I understand. Property titles in southern Dallas sometimes lie buried beneath tangles of lost heirs, unpaid taxes, liens and conflicting claims. How neat and absolute it would be to come in with a kind of statutory bulldozer and just scrape it all away.

Because of its abuse in the past, eminent domain has a very bad name in southern Dallas. Modern political activism in black Dallas came about more because of the eminent domain battles of the late 1960s than through any linkage with the national civil rights movement. It's appalling, frankly, that anybody would venture into southern Dallas to improve things and not know that.

The attempt to pass a new eminent domain law was stopped at the last moment last session because Representative Yvonne Davis, a Democrat who represents District 111 in southwestern Dallas and Duncanville, spotted it and spiked it.

State Senator Royce West, who represents District 23 in southern Dallas, had been playing an ambiguous game on eminent domain, vowing to constituents he was against the use of eminent domain to take homes. But in March 2007 I attended a community meeting at the Juanita Craft Rec Center where West clearly was supporting an expansion of eminent domain backed by the Foundation for Community Empowerment.

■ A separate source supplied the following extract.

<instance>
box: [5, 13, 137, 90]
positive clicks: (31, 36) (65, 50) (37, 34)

State Representative Terri Hodge, who represents District 100 in southern Dallas, delivered a fiery speech against the FCE proposal to foot-stamping applause, after which West relented. He promised to oppose efforts in Austin to expand the use of eminent domain.

But at the end of the legislative session, West tacked a popular bill creating a new law school for southern Dallas on to the back of an eminent domain bill that had been stripped of key homeowner protections. The only way Davis could protect southern Dallas at that point was by helping kill the law school bill—a painful choice but one she made anyway. She revisited the issue with me the other day on the phone. She said seizing a home, even a bad home, is too often a poor trade for the person who loses the house.

"Everybody's house is their castle. It may not be the castle you picked, but it's theirs. I don't think we have the right to summarily decide that it doesn't fit anymore. I think it's wrong to make citizens victims of their government."

I mention all of this because things I am hearing lead me to believe there will be another run made at an eminent domain bill in this new legislative session. I'm also hearing that the "master planning" effort for the inland port will be backdoored somehow in Austin. That is, someone is going to try to use legislation and create new governmental districts to screw up the Dallas inland port, since the effort to do it with the planning initiative supported by the Morning News seems to have failed.

What? Are we just crazy? Why does everybody want to pick up their pith helmets and their parasols and go to South Dallas to do good works, if they're not willing to do whatever it takes to create jobs? Jobs now. Jobs as soon as we can get them.

Where does this idea come from that some kind of program, governmental or charitable, is going to change anything? Look around. What have programs ever changed?

Jobs change things. Money changes things. Not programs.

Ten drops in a bucket? Look, I think the people on the Morning News editorial board ought to put some drops in their own buckets and leave other people alone, unless they want to get onboard for real and fundamental change.

In that same editorial where they announced they were now the conscience of the community, the Morning News also said, "We believe in a progressive conservatism that advocates civil rights, fiscal responsibility, environmental stewardship, effective local governments, public accountability and an internationalist foreign policy."

How about just jobs? Man. I don't know about some of these guilty conservatives today.